In the times we live in, it often happens to wonder what is the point of carrying on living, if still exist something to live for, something that can be the reason of one's own existence. Often we answer these questions by clinging on to the things that have more meaning in life: family, love, friends, career and helping others. But the events of this historical time show that none of those elements can be the ultimate reason of one's life, the 'quid' that can give meaning to the rest: when all the things that have been giving meaning to our lives come face to face with death, they lose their capacity of offering meaning. What can ever be the point of loving, of being good to others, of career when sooner or later everything ends?



This doesn't have to leave us dismayed because the reality that we experience and observe shows us also something more. In goodness, in beauty, in truth, in love we can notice the existence and the promise of eternity. A sensitive soul feels eternity inside itself every time it has the possibility of contemplating the beauty of nature or of helping another human being. And to every person that truly loves someone else is given to feel that it belongs to the essence of that particular love to last eternally. Therefore if it is true that reality shows us a limit, it also gives us a glimpse of the infinity. This means that only eternity and the human struggle to reach it can really give meaning to the human life.


It is right at this point of our reflection to wonder how can one reach this eternity. Here comes back that same love that on its own was unable to give meaning to the life of the individual. Every real phenomenologist (and every good observer) will see infact that the human being seems naturally born to love and to be loved: a well-fed man that has got everything necessary to him but who has nobody to love him will look like a walking dead. So it is by loving that a human being fulfill his own essence, that a man becomes Man. It follows that love has a primary importance for the human being in comparison to the other elements (the good, beauty an truth).

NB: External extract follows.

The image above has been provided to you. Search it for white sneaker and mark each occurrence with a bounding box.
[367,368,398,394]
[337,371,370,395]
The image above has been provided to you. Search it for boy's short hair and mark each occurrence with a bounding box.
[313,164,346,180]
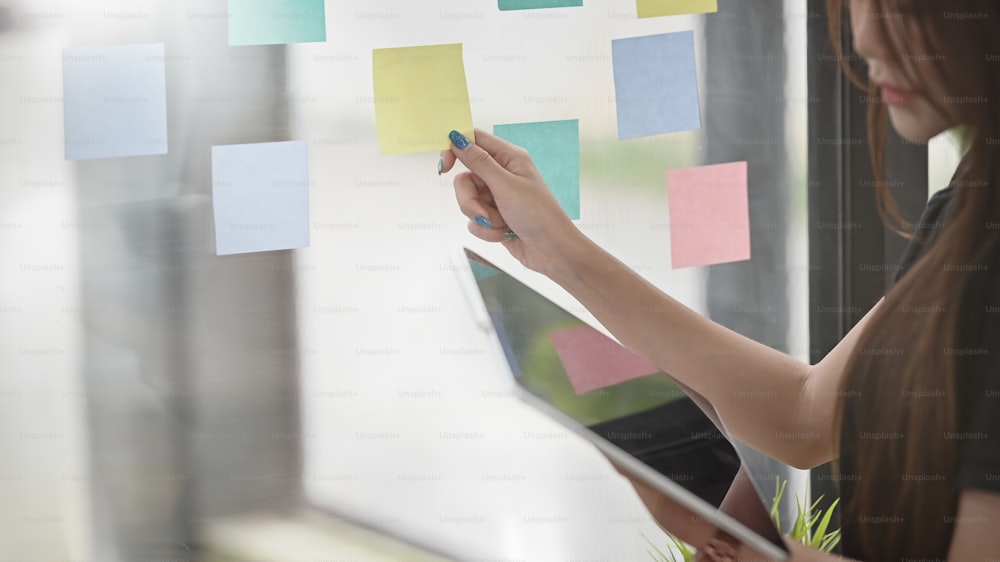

This is not sufficient to make of love the mean to reach eternity: it must have as its essential characteristic the capacity to save. The good has got salvific value which is however connected to an external entity who awards the good man with salvation; this would bring up one more dilemma: the demonstration of the real existence of this external entity. Beauty has got only the capacity to elevate us to a pure contemplation of eternity, it leaves nothing to man but this vision. Tha same can be said about the truth which gives to the intellect the light of a certain knowledge but which doesn't save the human being (even if it is very helpful). Love instead has got salvific value in itself: when a person loves another one, he makes the experience of coming back to life, of paradoxically being saved from his own life. And this is true for every kind of love (spousal, of friends, parental etc...), but in different degrees where the spousal love holds the greater degree.



For those reasons, ultimately, love in all its kinds constitutes the one and only reason for living because it is tightly tied up to eternity and to the essence of the human being, becoming a bridge between the two.